Rineke Dijkstra — Maison européenne de la photographie
La MEP propose une exposition cohérente et sobre de l’œuvre de Rineke Dijkstra dont les vidéos, en s’inscrivant dans un protocole de rapprochement et d’immersion, maintiennent une distance nécessaire pour faire cohabiter réflexion, curiosité et portée critique évitant le piège de l’ironie. C’est que, sous ses airs de nouvelle objectivité glacée, transpire une véritable empathie pour ses sujets qui, des apprentis danseuses aux collégiens, sont l’objet d’un modelage par une autorité ou, à tout le moins, par des modèles extérieurs.
« Rineke Dijkstra — I See You », MEP, Maison européenne de la photographie du 7 juin au 1 octobre 2023. En savoir plus Le voir et le faire, le visible et le caché sont au centre de cette démarche qui ausculte les porosités entre mise en situation et mise en scène. L’acte anodin mime alors l’ordre d’action lancé à la caméra pour détourner la focale du geste en train de se faire jusqu’à la question essentielle de sa réalisation. Dès la première vidéo, Ruth Drawing Picasso, Dijkstra nous plonge dans un miroir fantoche avec l’œuvre d’une collégienne appliquée à suivre son modèle dont on ne voit jamais le résultat dans la vidéo mais qui émerge dans le parcours. Seuls le regard, l’attention et les gestes de la jeune écolière sont retranscrits.La seconde vidéo, dans un mouvement presque antidialectique de la pensée, s’attache à recueillir les paroles de jeunes adolescents face à cette même œuvre. La timidité et la tension autour de l’exercice permet de donner une certaine gravité à ces regards, une inquiétude qui tend le rapport de ces enfants à l’objet de leur attention, ce même objet qui nous manque. Plus le temps passe, plus ils s’habituent et, si les yeux restent attentifs, des pouffements et sourires étouffés traduisent la magie de ce rapport aux choses, du plaisir de retranscrire, par les mots, ce que l’on voit et, plus que tout, d’être entendu, écouté.
Les deux dernières vidéos, elles, sont consacrées plus spécifiquement à la représentation à travers de jeunes filles gymnastes et danseuses en formation manifestement intensive. Répétant des gestes destinés à les distinguer, elles travaillent leur pratique dans la perspective d’une monstration à venir. Leur abnégation répond à l’engagement du visiteur, abstrait de tout contexte et contraint de se confronter à la rencontre d’un lieu, d’êtres et d’activités dont il lui appartient de démêler les causes et les enjeux. Ce que l’on voit est alors une ôde à ceux que l’on n’écoute pas, ce à quoi l’on n’aurait prêté attention si la sensibilité de l’artiste ne s’en était pas mêlé.

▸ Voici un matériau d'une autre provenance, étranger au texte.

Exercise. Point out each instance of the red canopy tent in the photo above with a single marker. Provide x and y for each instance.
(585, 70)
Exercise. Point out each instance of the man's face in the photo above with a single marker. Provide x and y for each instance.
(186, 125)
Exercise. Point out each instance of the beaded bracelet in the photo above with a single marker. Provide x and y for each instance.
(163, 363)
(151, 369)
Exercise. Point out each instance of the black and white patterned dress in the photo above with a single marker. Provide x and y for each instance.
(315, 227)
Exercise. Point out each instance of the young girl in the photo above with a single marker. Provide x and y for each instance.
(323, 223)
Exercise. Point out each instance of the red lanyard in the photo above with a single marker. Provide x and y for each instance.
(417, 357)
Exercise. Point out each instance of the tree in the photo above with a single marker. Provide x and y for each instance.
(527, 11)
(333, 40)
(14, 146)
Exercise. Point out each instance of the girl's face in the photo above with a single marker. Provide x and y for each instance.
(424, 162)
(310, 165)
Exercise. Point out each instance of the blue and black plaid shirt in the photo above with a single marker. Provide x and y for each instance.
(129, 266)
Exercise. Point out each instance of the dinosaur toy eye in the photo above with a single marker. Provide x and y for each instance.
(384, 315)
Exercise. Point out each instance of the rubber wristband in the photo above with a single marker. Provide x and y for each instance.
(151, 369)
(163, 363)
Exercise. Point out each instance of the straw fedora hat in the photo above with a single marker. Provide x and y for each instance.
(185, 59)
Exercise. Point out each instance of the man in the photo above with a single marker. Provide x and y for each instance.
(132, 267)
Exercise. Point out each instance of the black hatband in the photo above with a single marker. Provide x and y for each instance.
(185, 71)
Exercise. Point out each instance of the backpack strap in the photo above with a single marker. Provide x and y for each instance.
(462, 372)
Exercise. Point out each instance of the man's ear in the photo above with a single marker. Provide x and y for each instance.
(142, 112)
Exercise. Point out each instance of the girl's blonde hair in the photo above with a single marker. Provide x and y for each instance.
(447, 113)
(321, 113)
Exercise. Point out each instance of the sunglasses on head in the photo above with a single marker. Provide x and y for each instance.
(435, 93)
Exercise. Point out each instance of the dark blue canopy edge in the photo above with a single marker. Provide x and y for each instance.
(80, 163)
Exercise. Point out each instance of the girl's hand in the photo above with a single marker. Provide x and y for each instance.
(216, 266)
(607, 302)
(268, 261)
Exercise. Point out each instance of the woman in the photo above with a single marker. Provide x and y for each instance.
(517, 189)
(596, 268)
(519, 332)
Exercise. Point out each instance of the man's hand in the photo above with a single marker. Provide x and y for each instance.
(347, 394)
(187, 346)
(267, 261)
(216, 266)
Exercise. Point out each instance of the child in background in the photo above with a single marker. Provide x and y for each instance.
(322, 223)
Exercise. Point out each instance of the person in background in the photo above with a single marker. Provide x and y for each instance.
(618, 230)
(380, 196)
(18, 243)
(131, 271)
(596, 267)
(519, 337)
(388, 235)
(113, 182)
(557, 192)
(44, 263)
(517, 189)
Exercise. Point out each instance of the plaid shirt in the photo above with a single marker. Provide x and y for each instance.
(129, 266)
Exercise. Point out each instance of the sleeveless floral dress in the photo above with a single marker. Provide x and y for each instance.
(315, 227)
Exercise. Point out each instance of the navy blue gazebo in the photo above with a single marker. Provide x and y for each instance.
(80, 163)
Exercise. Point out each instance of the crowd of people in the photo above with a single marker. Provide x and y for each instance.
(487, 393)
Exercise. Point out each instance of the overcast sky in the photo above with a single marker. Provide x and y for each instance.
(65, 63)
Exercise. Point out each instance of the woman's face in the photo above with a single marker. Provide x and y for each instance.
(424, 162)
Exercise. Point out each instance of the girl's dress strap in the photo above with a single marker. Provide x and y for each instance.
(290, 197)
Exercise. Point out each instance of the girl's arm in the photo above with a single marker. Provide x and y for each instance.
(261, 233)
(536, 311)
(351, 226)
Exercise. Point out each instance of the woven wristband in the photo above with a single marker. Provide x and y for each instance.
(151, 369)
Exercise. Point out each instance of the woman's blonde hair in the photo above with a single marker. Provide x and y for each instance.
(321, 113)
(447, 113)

En cela, les installations de Rineke Dijkstra usent d’ambivalence et d’ambiguïté pour révéler l’autre autant que soi. Et ses sujets deviennent alors autant de miroirs fantoches, reflets qui ne sont que le réceptacle de ce que l’on y met, travaillés précisément par ce que l’on ne voit pas.
Au cœur d’une société centrée autour de l’image, d’une psyché reposant intensément sur le sens de la vue et le signe, ses plans fixes, insistants et dont les visages des protagonistes impriment en profondeur l’expérience, c’est bien le portrait qui est en jeu. Une rencontre qui n’est pas la nôtre mais croise, par effraction, notre regard et se dévoile dans ses silences. Et la durée, centrale, participe de l’expérience pour nous faire éprouver nos propres projections sur ces sujets qui, comme tous les autres, nous entourent et n’ont guère besoin de notre regard pour exister.
Un œuvre sobre qui, se détournant des éclats et du spectacle, n’en perd pas moins la valeur esthétique d’un protocole qui met à niveau une réalité et la modèle en un objet de réflexion possible. Ni déceptive ni gratifiante et détournée de visée morale, son écoulement et sa répétition au sein de boucles deviennent les leçons essentielles d’une observation de la vie comme elle va.